Diablo 4 : Estimation du prix
Le jeu de base devrait être vendu entre les proverbiaux 59,99€ et 69,99€, auxquels viendront éventuellement se greffer 15 à 30 euros pour une édition Deluxe, et bien plus pour une version Collector. Signalons qu'à l'heure où nous écrivons ces lignes, elles n'ont pas encore été annoncées, et encore moins révélées. Ce sont simplement des conjectures de notre part, basées sur les pratiques du milieu et les antécédents d'Activision Blizzard. Comme le jeu est loin d'être terminé, nous ignorons encore à quelle régularité les extensions arriveront, quel sera leur prix, leur contenu, et si elles seront accompagnées ou non de mises à jour de contenu gratuites. Cela peut représenter 30 à 40 euros tous les 1 à 2 ans, ou de plus petites sommes, mais plus régulières.

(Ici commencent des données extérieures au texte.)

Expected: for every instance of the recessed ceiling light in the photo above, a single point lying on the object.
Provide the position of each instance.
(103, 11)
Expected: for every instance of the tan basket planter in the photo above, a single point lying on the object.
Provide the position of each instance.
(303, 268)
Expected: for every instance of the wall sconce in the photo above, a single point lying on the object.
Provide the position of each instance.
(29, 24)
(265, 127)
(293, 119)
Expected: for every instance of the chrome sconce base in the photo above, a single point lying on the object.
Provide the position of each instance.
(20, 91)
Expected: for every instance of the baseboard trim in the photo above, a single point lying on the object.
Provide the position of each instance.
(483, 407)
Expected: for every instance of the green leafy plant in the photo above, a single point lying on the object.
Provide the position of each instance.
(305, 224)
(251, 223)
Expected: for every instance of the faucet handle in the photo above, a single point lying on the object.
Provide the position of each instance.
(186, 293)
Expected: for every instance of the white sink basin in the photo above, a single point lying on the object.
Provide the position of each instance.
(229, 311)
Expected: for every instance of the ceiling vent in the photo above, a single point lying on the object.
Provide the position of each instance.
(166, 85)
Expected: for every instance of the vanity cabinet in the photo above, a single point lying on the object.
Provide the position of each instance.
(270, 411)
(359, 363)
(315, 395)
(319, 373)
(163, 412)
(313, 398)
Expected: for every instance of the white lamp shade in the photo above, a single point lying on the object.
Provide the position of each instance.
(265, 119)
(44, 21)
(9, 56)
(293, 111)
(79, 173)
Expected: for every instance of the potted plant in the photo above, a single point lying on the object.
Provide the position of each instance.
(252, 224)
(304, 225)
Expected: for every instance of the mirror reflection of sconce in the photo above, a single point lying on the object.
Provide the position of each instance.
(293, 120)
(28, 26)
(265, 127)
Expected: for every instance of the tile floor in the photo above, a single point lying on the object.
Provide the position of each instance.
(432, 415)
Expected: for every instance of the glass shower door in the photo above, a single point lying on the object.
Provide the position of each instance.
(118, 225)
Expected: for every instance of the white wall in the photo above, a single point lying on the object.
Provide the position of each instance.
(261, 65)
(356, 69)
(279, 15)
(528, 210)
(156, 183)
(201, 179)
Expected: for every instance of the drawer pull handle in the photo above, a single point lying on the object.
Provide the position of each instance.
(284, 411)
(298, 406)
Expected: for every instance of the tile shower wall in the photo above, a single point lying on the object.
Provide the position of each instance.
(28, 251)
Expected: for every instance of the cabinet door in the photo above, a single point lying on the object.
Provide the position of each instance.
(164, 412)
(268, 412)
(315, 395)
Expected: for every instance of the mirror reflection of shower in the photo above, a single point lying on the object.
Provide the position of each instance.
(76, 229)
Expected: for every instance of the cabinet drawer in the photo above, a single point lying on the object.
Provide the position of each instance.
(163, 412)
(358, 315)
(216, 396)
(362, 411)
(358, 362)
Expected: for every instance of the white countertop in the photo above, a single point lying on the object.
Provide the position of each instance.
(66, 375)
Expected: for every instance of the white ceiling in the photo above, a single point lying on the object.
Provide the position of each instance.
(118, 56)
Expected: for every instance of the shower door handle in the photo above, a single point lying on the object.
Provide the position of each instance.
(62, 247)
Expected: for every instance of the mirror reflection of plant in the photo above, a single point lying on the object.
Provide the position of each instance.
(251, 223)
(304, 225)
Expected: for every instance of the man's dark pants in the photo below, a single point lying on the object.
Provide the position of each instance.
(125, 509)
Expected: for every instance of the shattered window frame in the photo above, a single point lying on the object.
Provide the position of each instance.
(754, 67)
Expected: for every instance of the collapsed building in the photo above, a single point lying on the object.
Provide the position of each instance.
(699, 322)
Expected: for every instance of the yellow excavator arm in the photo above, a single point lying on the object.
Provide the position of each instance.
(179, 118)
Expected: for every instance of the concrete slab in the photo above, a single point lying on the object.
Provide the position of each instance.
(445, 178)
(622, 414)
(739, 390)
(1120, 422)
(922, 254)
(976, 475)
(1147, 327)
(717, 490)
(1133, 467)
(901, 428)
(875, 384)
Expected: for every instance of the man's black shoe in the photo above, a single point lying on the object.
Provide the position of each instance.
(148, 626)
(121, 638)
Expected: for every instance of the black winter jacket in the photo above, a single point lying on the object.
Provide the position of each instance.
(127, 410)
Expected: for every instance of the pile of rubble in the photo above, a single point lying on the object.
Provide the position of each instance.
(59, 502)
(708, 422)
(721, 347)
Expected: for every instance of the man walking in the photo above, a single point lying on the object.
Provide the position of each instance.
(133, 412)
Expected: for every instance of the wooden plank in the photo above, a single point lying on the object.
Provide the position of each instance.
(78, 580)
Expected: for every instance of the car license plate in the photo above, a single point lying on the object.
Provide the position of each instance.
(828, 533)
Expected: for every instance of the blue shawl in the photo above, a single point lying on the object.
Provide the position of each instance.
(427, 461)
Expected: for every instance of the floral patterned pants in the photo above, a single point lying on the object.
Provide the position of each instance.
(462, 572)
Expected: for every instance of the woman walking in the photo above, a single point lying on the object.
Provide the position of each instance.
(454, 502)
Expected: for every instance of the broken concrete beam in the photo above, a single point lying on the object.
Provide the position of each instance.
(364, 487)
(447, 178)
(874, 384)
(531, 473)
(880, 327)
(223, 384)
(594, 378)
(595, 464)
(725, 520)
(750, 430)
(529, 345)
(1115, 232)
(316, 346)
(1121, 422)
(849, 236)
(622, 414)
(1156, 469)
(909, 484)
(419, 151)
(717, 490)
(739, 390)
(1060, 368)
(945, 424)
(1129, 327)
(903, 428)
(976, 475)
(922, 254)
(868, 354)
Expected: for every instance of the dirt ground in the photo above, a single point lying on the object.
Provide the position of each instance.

Il y a fort à parier que, pour le moment, même le studio n'a pas encore une idée claire de ce qu'il pourra proposer, ni à quel prix et à quelle régularité.
De leur côté, les microtransactions ont plus de chances de se présenter sous la forme d'une boutique en ligne conventionnelle, avec son lot de portraits, mascottes, tenues et teintures, plutôt que sur celle de lootboxes version Overwatch, populaire (et décriée) dans les jeux compétitifs. La boutique de la version chinoise de Diablo 3 pourrait servir de modèle en la matière même si, une fois encore, nous ne faisons qu'étudier différentes hypothèses. C'est un mode de monétisation adopté par beaucoup de gros jeux de nos jours, ces derniers ayant pour vocation d'être des jeux vidéos en tant que service (Games as service). Ce que nous considérons comme étant un bon exemple à suivre de jeu ayant adopté ce modèle, et qui nous est particulièrement familier, est Monster Hunter World, avec son extension Iceborne. Sa boutique contient plusieurs dizaines de DLC cosmétiques payants — mais très dispensables — comme des stickers ou des costumes pour l'assistante. Cela ne l'empêche pas d'avoir droit à des mises à jour de contenu régulières.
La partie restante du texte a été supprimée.